Als ironische Pathosformel ist die Bomberjacke Panzer und Versprechen zugleich: „The bomber will always get through“, wusste 1932 schon der englische Luftkriegsexperte Stanley Baldwin. Das Zitat stammt aus genau jener Zeit, die der Kulturwissenschaftler Helmut Lethen in seinen Verhaltenslehren der Kälte untersucht hat. Zwischen den beiden Weltkriegen und nach dem Zusammenbruch des wilhelminischen Kaiserreiches entsteht die Kunstfigur der kalten persona. Mit diesem Typus sind Verhaltensweisen verbunden, die die sozialen Instabilitäten einer krisenhaften Übergangszeit immunisierend ausgleichen sollten. Durch die Disziplinierung der Affekte, durch Manipulation und Verstellung gelingt eine „Panzerung des Ichs“, die dazu dient, Welt auf Distanz zu halten. Die Bomberfrau ruft einen solchen Typus auf – als zivile „Uniform“ stiftet die Bomberjacke schließlich Zugehörigkeit zu einer Gruppierung – zum Typen wird sie dadurch trotzdem nicht.

Im Musikvideo zu Down to life trägt die schwedische Sängerin Elliphant eine übergroße schwarze Bomberjacke zu kurzem Rock und reitet, flankiert von zwei Bombergirls in Leopardenleggins, auf Pferden durch eine kristalline Eislandschaft. Sie wirken wie neue Amazonen, gepanzert in einer Neuauflage jener „erznen Rüstung“ der Penthesilea in Kleists Trauerspiel. „Was wollen diese Amazonen uns?“ fragt der dort ratlose Antilochus im ersten Auftritt. Keiner weiß es.

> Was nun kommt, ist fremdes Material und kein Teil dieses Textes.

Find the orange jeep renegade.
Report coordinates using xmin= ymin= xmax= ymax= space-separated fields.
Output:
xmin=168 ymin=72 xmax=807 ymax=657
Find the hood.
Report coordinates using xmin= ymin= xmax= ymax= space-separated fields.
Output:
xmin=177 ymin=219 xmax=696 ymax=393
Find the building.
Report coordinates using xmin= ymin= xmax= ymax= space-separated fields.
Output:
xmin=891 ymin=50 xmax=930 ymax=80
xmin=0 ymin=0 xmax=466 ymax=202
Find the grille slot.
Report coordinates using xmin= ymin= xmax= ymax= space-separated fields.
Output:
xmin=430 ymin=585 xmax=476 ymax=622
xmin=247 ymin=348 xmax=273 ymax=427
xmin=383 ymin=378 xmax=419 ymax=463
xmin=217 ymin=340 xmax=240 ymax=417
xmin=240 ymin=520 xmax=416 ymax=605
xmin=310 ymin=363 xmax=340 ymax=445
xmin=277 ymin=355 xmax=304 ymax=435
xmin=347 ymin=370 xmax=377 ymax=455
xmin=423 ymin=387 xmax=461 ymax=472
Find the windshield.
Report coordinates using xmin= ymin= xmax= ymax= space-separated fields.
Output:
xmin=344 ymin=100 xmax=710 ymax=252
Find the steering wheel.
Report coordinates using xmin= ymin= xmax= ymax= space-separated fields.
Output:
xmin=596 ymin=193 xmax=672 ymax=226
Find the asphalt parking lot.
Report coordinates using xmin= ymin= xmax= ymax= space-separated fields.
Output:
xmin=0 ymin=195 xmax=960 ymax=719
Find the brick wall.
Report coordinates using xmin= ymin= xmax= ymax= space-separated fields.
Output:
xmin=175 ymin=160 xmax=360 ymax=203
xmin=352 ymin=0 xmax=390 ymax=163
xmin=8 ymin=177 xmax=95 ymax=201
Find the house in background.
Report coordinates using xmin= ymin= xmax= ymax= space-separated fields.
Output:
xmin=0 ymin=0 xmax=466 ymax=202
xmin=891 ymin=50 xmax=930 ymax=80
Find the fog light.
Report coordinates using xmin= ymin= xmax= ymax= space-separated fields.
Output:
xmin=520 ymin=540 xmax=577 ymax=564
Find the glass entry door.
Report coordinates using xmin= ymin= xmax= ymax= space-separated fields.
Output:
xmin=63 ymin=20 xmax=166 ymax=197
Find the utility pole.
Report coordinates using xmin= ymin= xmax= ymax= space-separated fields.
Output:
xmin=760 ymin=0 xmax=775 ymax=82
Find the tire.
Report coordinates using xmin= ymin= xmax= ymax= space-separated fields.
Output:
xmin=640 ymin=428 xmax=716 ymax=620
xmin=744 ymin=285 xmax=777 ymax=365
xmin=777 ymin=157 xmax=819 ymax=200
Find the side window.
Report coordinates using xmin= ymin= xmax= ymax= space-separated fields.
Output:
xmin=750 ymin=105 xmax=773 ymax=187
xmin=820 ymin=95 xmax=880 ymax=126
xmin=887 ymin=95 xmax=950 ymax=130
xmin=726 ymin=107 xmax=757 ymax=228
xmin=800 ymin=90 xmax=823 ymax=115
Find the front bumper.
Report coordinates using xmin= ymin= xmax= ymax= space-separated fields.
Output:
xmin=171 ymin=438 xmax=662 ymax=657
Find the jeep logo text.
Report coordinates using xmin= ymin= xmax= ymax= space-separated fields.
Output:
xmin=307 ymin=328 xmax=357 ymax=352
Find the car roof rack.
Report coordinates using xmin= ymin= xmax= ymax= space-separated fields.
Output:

Die Bomberfrau trägt ihr Nylon nicht mehr an den Beinen. Das dekorfrei und martialisch Militärische der Bomberjacke macht sie zur stolzen Kämpferin. Vor Gefahr schützend, sich Blicken entziehend, provoziert sie diese doch zugleich. Die Wärme, die die Bomberjacke birgt, strahlt als kalte Unberührbarkeit nach außen. „Du ganzer Schreckenspomp des Kriegs, dich ruf ich, vernichtender, entsetzlicher, herbei!“ Für welchen Krieg auch immer, für Berlin-Mitte reicht es allemal.


1 Kommentare

  1. Doktor sagt:

    die Bomberjacken waren ja schon mal Anfang der Neunziger in, ist im Text kurz erwähnt.
    Sie wurden aber damals nicht nur in der Provinz oder von Schlägern und Neonazis getragen sondern auch von Hipstern. Das war also provokativer und auch bescheuerter also jetzt und genau dieser Unterschied macht das Hipstertum der 90er cool und das jetzige so langweilig.